Daniel Hofmann has four tips that can greatly increase the protection of your own hardware:
- Software updates: Every user and every company should be sure to keep their software up to date in order to minimize existing security vulnerabilities.
- Protect access points: The two main gateways for malware are the internet and emails. Appropriate services such as spam and virus filters or Hornetsecurity’s Webfilter Service can close down these paths.
- The users themselves: Each and every user shares responsibility for malware being able to penetrate via email. No one should completely rely on possible upstream services: each email should be critically checked to determine whether the sender is known or whether an order was actually placed, with the aim of detecting a fake invoice in the email attachment.
- Backups: Users and companies should regularly backup their data, either to external storage devices or cloud storage services such as Hornetdrive.

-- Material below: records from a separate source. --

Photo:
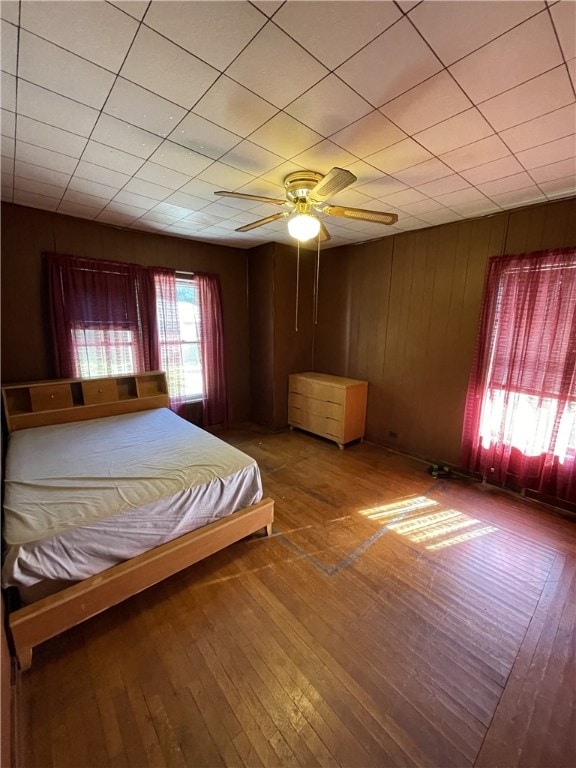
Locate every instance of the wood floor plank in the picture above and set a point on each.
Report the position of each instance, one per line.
(389, 621)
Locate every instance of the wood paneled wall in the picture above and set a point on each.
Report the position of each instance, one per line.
(402, 312)
(27, 232)
(281, 326)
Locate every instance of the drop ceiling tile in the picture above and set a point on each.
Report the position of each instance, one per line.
(114, 159)
(251, 158)
(381, 187)
(199, 188)
(180, 159)
(203, 136)
(162, 176)
(324, 156)
(224, 176)
(36, 201)
(182, 201)
(234, 107)
(116, 218)
(48, 175)
(42, 135)
(510, 60)
(146, 189)
(368, 135)
(537, 97)
(364, 71)
(508, 184)
(143, 109)
(404, 198)
(441, 216)
(560, 170)
(196, 27)
(444, 186)
(351, 25)
(72, 196)
(57, 70)
(399, 156)
(93, 188)
(553, 151)
(285, 136)
(134, 211)
(55, 161)
(97, 173)
(8, 123)
(365, 173)
(524, 196)
(9, 51)
(8, 91)
(471, 25)
(261, 67)
(50, 108)
(79, 211)
(559, 187)
(429, 170)
(328, 106)
(431, 102)
(141, 202)
(96, 31)
(468, 195)
(164, 68)
(477, 153)
(455, 132)
(39, 187)
(554, 125)
(497, 169)
(10, 10)
(423, 206)
(135, 8)
(564, 20)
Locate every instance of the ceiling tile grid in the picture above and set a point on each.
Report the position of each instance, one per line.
(135, 113)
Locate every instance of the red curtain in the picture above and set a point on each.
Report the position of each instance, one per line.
(99, 316)
(167, 349)
(215, 401)
(520, 418)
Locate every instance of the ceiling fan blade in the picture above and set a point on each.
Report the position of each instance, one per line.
(257, 198)
(262, 222)
(335, 181)
(324, 234)
(360, 214)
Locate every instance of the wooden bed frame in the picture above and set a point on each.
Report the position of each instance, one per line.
(55, 402)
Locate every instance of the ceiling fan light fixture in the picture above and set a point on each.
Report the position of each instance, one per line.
(303, 227)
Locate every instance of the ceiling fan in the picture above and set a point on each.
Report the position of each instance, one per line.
(306, 196)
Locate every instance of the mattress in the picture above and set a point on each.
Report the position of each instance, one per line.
(82, 497)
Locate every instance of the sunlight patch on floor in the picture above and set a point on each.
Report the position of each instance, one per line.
(425, 521)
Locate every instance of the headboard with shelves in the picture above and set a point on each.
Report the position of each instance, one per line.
(42, 403)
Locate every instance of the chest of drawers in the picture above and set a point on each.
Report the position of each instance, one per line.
(333, 407)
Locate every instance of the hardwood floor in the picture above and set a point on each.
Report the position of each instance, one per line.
(392, 620)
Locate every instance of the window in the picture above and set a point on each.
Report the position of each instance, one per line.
(103, 351)
(190, 336)
(520, 421)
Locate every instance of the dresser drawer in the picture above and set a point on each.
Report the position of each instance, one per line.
(94, 392)
(318, 390)
(317, 407)
(49, 398)
(320, 425)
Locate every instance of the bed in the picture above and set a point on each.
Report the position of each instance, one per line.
(107, 492)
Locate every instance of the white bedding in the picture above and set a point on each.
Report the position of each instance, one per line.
(82, 497)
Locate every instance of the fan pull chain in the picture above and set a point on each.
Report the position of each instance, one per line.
(317, 283)
(297, 285)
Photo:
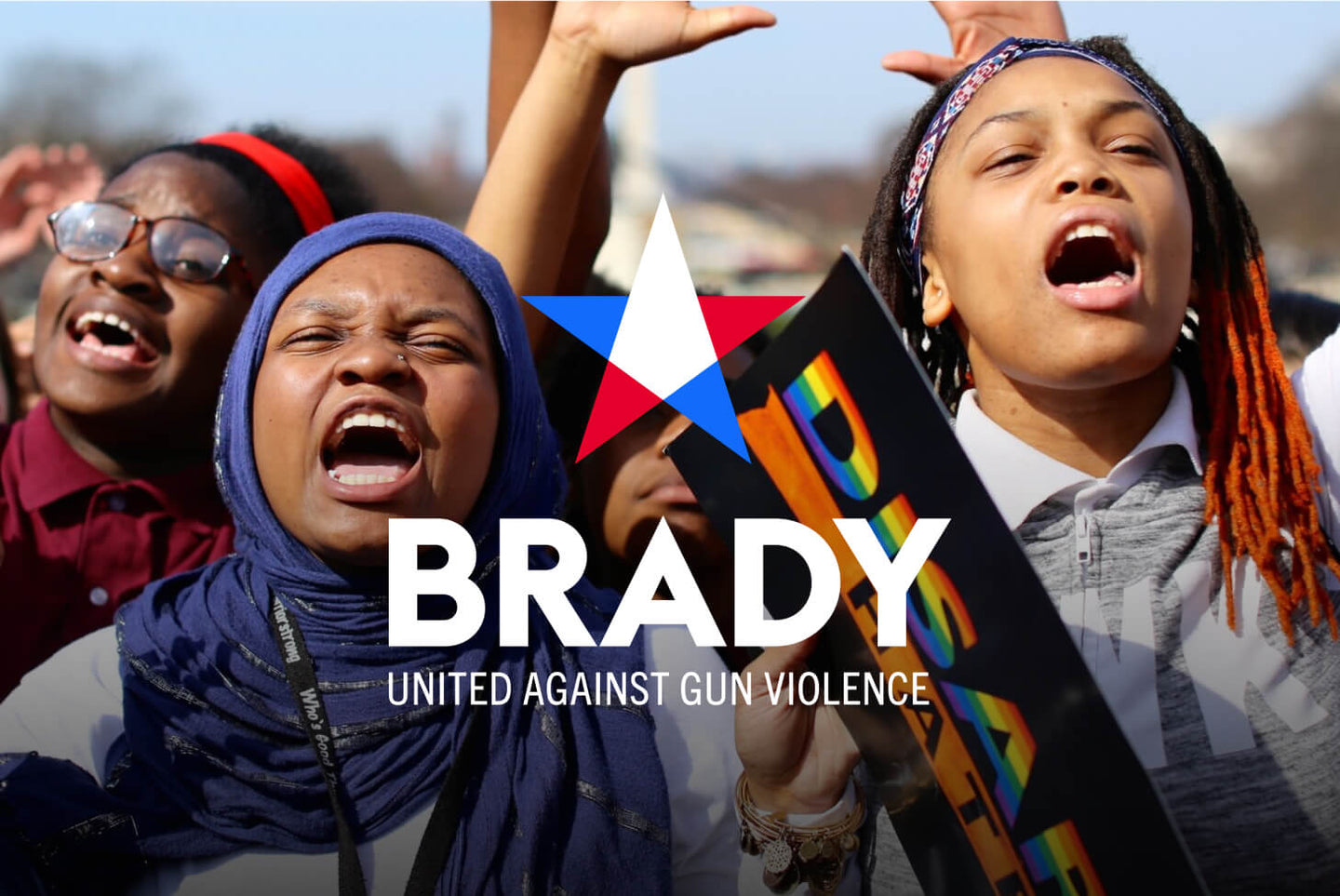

The last point needs to be discussed in more detail at this point because encrypted files can be automatically synchronized and uploaded even with cloud storage services. If this actually occurs, a versioning function of stored files helps with storage services such as Hornetdrive. After all, the user can continue to access unencrypted versions of the files. As they are securely stored in the Hornetdrive cloud, the CryptoLocker cannot access these old versions of the files. Old versions are only deleted if the number of versions in a drive is limited and there are too many versions of respective file. With Hornetdrive, the desired number of versions for a drive can be individually set in the Client.